I’m going to be controversial here. If I worked for a corporate I might have been called in and told that I cannot express my opinion in this way. But thank goodness I’m unemployed, so I can have my say. And sorry, the letter is a bit long this week.
Yet again, over the last 2 weeks another ‘Ponzi’ scheme has been in the news because it collapsed. Billions of Rands of investor money gone. Many investors have lost everything, maybe some will get back a few cents in the Rand when investigations and winds up are all done. The principal owner/operator has turned himself in at a police station, thinking he will be safer in jail than on the street.
Why was this money lost? Because it actually never owned anything, any assets. I have gone on at times about how your money in a unit trust fund actually owns assets, either actual shares of companies, or bonds or listed property, etc. In such a scheme as the above, it is very hard to know what’s being owned, if anything at all. People begin to get great ‘returns’, but these are shown either by statements that simply get generated but mean nothing, or through income payments on a monthly or whatever basis. All appears very good so they tell their mates. The operating company/guy even does presentations to people, showing these ‘returns’. It might run very successfully for years, for many years, while money keeps coming in. It eventually collapses, either because whatever electronic game and equation that was being played in the background to manipulate the ‘potential’ value of the investments backfires, (because nothing is actually being owned) and/or because a few investors begin wanting to draw all or a lot of their money out and the system suddenly begins to have a cash flow problem. Your income is initially paid out from the funds received by the scheme, but later, the income might be getting paid out by the next inflow. Not good….
Why do people go here? Many folk want to make their own choices for investing, not using the right process to identify something that might not work, not using the right person or not knowing how to really dig down, determine, ask the right questions, see what’s going on. Many investors in this example were even advised to go in by registered Financial Advisors and apparently the offering was even registered with our industry authorities. (But in my opinion, the people working in these industry regulatory spaces – they are just humans, not necessarily knowing themselves what to ask)
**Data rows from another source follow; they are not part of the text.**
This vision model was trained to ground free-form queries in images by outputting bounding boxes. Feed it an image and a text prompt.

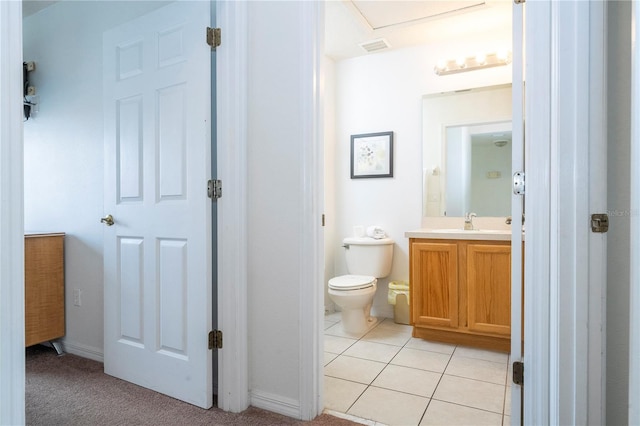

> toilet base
[342,309,378,334]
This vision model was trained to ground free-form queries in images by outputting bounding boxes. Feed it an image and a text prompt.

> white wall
[606,2,637,425]
[471,144,511,217]
[325,29,511,317]
[247,1,322,412]
[23,1,167,360]
[323,56,340,312]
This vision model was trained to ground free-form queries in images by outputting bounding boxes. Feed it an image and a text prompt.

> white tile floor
[324,313,511,426]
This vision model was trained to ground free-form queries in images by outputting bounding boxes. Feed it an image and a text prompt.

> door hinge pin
[513,172,525,195]
[209,330,222,349]
[591,213,609,233]
[207,27,222,51]
[207,179,222,201]
[513,361,524,386]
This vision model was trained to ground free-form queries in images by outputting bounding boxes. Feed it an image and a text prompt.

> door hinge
[513,361,524,386]
[207,27,222,51]
[513,172,525,195]
[207,179,222,200]
[591,213,609,232]
[209,330,222,349]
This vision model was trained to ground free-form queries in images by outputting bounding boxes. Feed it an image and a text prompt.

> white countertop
[404,228,511,241]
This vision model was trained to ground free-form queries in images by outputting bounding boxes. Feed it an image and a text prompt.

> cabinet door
[410,242,458,328]
[467,244,511,336]
[24,234,65,346]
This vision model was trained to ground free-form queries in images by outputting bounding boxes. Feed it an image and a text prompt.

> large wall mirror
[422,84,512,217]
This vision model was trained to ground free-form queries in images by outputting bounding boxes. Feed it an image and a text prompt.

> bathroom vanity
[405,229,511,352]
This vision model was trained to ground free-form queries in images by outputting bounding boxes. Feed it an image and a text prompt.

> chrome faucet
[464,213,476,231]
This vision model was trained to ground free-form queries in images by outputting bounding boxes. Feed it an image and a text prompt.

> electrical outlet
[73,288,82,306]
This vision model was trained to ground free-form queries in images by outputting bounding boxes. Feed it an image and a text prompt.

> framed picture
[351,132,393,179]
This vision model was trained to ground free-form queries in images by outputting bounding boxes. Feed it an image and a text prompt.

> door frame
[0,1,25,424]
[212,1,249,413]
[629,2,640,424]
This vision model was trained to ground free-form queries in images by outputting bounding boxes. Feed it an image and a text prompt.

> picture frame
[351,132,393,179]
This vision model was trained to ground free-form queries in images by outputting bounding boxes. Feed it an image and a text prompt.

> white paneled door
[103,1,213,408]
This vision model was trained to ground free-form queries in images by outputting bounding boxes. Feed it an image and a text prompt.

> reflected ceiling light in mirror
[433,50,511,75]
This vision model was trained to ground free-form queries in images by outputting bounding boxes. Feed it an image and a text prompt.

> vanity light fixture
[433,51,511,75]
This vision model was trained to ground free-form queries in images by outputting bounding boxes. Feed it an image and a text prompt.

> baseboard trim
[62,340,104,363]
[250,391,301,419]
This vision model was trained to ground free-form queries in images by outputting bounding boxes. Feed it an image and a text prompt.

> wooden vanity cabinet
[409,238,511,351]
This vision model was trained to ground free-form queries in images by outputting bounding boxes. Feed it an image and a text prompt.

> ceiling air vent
[360,38,391,52]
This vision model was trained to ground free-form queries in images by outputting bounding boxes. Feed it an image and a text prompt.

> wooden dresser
[24,233,65,352]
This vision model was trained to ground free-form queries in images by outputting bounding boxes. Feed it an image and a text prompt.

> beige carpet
[26,345,355,426]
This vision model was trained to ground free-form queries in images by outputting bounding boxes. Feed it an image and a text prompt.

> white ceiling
[22,0,55,17]
[22,0,511,60]
[325,0,512,60]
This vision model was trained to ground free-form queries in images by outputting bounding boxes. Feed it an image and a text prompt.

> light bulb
[496,49,509,62]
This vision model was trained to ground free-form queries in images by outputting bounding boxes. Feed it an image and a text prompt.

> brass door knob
[100,215,115,226]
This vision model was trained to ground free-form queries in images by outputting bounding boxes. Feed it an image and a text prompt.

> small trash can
[387,281,409,324]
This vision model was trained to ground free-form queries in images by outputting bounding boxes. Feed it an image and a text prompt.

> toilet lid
[329,275,376,290]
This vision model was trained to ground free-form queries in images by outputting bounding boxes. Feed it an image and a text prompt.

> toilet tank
[343,237,393,278]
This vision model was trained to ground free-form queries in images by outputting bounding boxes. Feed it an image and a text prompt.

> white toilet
[329,237,393,333]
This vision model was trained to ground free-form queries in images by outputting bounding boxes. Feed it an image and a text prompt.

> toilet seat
[329,275,377,291]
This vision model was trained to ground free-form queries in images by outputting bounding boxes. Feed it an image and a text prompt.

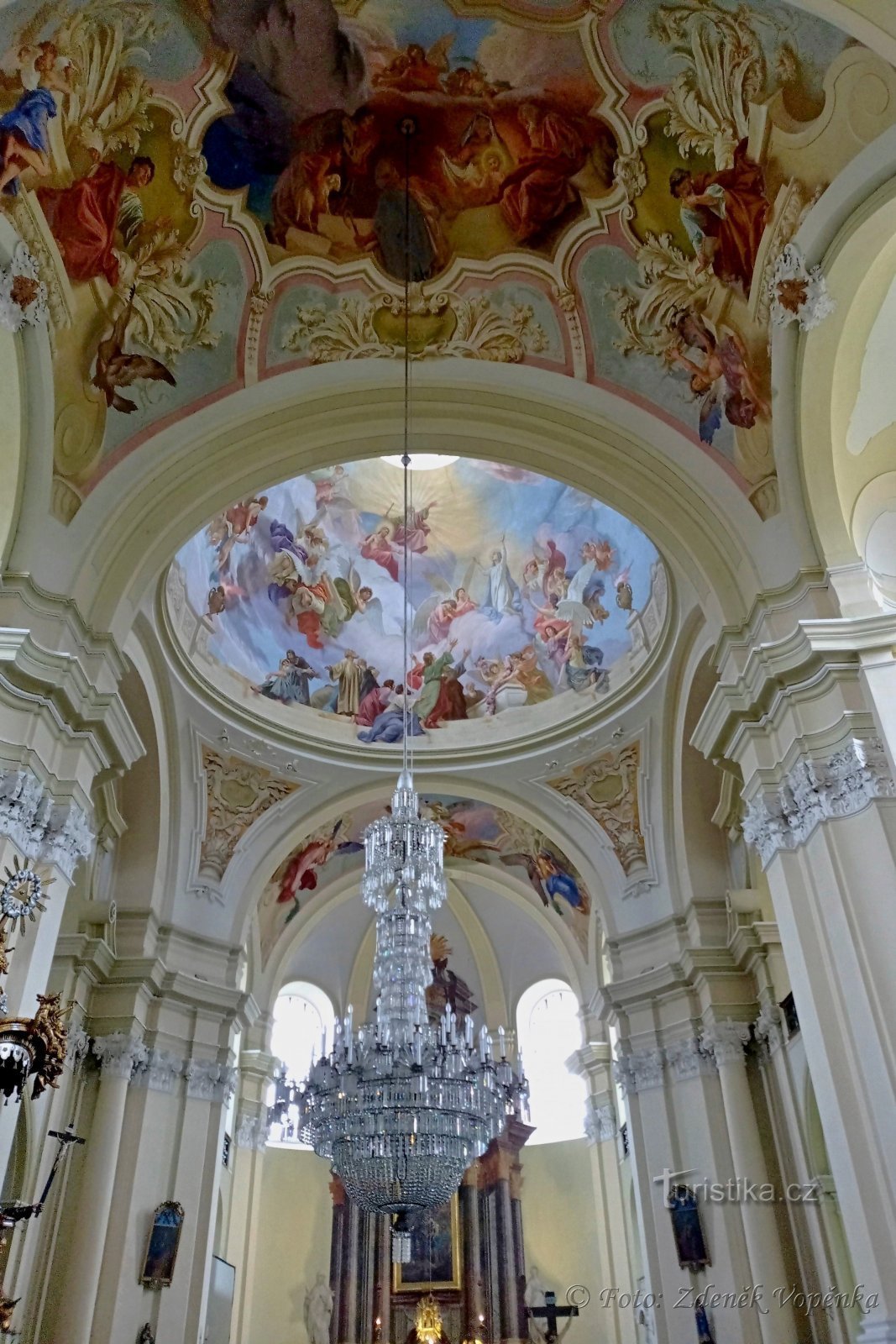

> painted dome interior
[168,459,666,743]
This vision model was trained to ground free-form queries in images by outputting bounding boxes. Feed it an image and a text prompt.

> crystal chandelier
[298,119,528,1226]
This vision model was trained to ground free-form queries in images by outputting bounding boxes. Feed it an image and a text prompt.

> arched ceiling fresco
[166,459,668,746]
[0,0,896,519]
[258,795,591,963]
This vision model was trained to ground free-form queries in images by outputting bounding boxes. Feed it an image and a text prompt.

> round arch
[18,359,778,640]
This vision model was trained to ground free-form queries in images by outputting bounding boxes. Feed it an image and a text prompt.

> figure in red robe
[361,522,398,583]
[501,102,587,242]
[669,139,770,293]
[38,155,156,289]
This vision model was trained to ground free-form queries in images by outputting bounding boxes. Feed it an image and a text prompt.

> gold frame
[139,1199,184,1289]
[392,1191,462,1295]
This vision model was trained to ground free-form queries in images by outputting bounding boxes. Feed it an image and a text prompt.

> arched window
[516,979,589,1144]
[269,979,336,1147]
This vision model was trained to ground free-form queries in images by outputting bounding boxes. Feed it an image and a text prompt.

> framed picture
[139,1199,184,1288]
[668,1185,712,1272]
[392,1194,461,1295]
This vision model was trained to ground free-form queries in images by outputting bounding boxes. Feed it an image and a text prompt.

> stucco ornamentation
[199,746,298,879]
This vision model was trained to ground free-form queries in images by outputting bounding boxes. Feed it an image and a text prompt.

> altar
[331,1120,533,1344]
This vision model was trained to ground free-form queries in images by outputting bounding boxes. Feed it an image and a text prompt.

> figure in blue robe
[0,89,56,197]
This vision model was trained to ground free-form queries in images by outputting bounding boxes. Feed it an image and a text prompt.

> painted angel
[666,313,771,444]
[0,25,76,197]
[372,32,454,92]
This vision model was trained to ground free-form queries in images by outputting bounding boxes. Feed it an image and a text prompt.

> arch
[789,128,896,599]
[516,979,589,1144]
[29,359,773,637]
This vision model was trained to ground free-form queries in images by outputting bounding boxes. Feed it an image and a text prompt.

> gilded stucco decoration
[0,0,896,520]
[545,742,647,878]
[199,746,298,879]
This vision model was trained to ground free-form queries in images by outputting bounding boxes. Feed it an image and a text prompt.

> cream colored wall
[522,1138,605,1344]
[247,1147,332,1344]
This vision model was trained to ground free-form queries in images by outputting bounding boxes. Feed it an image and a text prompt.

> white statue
[305,1274,333,1344]
[524,1265,547,1344]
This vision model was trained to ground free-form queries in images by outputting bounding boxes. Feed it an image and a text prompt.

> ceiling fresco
[0,0,896,519]
[258,795,591,963]
[168,459,666,744]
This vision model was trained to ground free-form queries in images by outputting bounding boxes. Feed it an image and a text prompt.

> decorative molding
[233,1111,270,1153]
[743,738,896,869]
[133,1047,184,1093]
[0,769,94,880]
[0,242,50,333]
[92,1031,149,1082]
[545,741,647,878]
[184,1059,237,1102]
[666,1033,716,1084]
[700,1020,750,1068]
[284,293,548,365]
[65,1026,90,1074]
[584,1100,619,1144]
[612,1048,663,1095]
[753,999,786,1055]
[199,746,298,879]
[768,244,837,332]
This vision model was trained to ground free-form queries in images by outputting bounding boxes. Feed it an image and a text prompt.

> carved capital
[184,1059,237,1102]
[700,1021,750,1068]
[584,1100,619,1144]
[0,769,94,879]
[134,1050,184,1093]
[65,1026,90,1073]
[612,1048,663,1095]
[92,1031,149,1082]
[666,1037,716,1082]
[743,738,896,869]
[235,1111,270,1153]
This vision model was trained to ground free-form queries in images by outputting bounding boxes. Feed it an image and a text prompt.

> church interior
[0,0,896,1344]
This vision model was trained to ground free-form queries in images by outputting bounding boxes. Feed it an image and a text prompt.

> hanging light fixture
[297,118,528,1231]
I have had an ‘investment scheme’ presented to me many years ago. It was a property syndication that eventually collapsed. You didn’t get your money back. The guy who brought this to me….. the numbers simply didn’t make sense to my simple brain. Expected returns were claimed to be xyz. I said to him your return figures are irrelevant because you cannot control an expected return. Commissions were too much: this is how they succeed in getting some advisors to market their product – they offer to pay us too much. He couldn’t explain the underlying ownership well enough and clients wouldn’t be able to draw their funds out for an initial time period. That’s always a raised flag to me: all assets based on the stock market are saleable within a few days. Anyway… I invited the guy to leave my office and that was that. I had colleagues that invested their clients in this, and these colleagues were so distraught when their clients lost their money. I said to them but this and that and the other… They said but they thought this and that. Too late.